Mayoritas warga yang ikut mengaku khawatir untuk datang ke puskesmas karena tidak ingin berkerumun di puskesmas. Selain itu warga yang lanjut usia (lansia) juga menjadi sasaran satgas sehingga mereka bisa mendapatkan vaksin di lingkungannya. “Hari ini 150 warga, Senin (12/7) mendatang 100 warga lagi,” kata Muhammad Rifai, Ketua RW 22 Lingkungan Kampung Ledok, kelurahan setempat.
Dikatakan, warga yang didata yaitu lansia dan pra lansia yang tinggal di RW 22, 23, dan 24. “Ini vaksin yang pertama, diprioritaskan lansia dan pra lansia, lansia ada sekitar 40 persen,” imbuh Rifai.
Antrian vaksin di gang itu terlihat sejak pagi. Warga datang bergantian dengan mematuhi protokol kesehatan. Seperti menjaga jarak dan memakai masker. “Waktunya dibatasi dari pukul 08.00 sampai 13.00. Tadi juga dipantau langsung oleh Bupati Jember,” jelas Rifai.
Di sekitar lokasi ini, menurut warga, sempat ada satu warga yang terpapar pandemi. Namun sudah dinyatakan sembuh total setelah melakukan isolasi mandiri di rumahnya. Warga yang sempat terpapar tidak dikucilkan dan mendapat dukungan dari warga. Termasuk, mulai beraktifitas kembali dengan warga yang lainnya.

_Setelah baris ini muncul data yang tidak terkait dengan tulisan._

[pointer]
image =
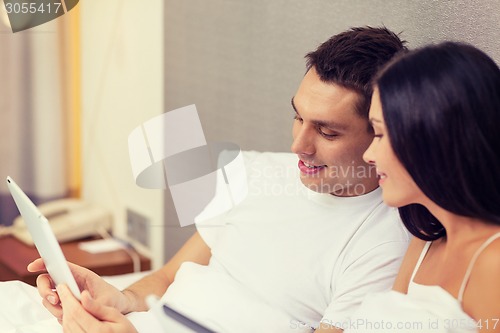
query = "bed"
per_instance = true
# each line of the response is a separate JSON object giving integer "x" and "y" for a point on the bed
{"x": 21, "y": 309}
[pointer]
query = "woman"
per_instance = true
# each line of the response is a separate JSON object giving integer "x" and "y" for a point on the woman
{"x": 436, "y": 116}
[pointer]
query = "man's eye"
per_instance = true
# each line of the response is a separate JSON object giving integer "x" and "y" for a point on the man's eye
{"x": 328, "y": 135}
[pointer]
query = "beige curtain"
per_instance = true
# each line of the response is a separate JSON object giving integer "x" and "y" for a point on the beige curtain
{"x": 40, "y": 111}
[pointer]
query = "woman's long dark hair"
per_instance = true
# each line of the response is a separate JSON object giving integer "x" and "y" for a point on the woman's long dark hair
{"x": 441, "y": 106}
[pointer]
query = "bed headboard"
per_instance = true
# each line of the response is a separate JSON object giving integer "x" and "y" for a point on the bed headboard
{"x": 240, "y": 62}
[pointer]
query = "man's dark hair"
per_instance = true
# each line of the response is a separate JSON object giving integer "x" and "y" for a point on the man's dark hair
{"x": 441, "y": 107}
{"x": 352, "y": 58}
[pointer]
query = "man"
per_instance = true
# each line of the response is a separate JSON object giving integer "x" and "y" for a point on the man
{"x": 309, "y": 256}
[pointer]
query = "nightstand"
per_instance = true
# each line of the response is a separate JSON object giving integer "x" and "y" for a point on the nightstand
{"x": 15, "y": 256}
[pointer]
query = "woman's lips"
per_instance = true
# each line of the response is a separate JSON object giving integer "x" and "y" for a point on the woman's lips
{"x": 309, "y": 169}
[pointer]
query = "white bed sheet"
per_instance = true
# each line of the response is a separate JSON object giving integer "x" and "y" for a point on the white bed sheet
{"x": 21, "y": 309}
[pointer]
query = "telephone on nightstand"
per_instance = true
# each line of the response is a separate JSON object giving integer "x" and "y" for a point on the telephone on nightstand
{"x": 70, "y": 219}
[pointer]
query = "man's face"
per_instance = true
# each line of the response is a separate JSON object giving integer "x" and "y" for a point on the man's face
{"x": 330, "y": 138}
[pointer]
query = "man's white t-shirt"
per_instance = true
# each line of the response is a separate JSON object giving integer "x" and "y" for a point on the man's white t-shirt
{"x": 287, "y": 258}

Novita, warga setempat yang divaksin mengaku dirinya baru pertama kali itu mendapatkan vaksin. Menurutnya hal itu memang ditunggu oleh warga setempat. “Enak mas, tidak sakit,” ujar Novita.
Sekadar diketahui, sebelum vaksin dilakukan, kondisi warga diperiksa terlebih dulu. Jika kadar gula darahnya tinggi atau memiliki riwayat sakit lain yang membahayakan, maka vaksinasi ditunda terlebih dahulu. “Semuanya berjalan lancar, warga senang karena vaksin bisa dilakukan di lingkungan sendiri,” pungkasnya.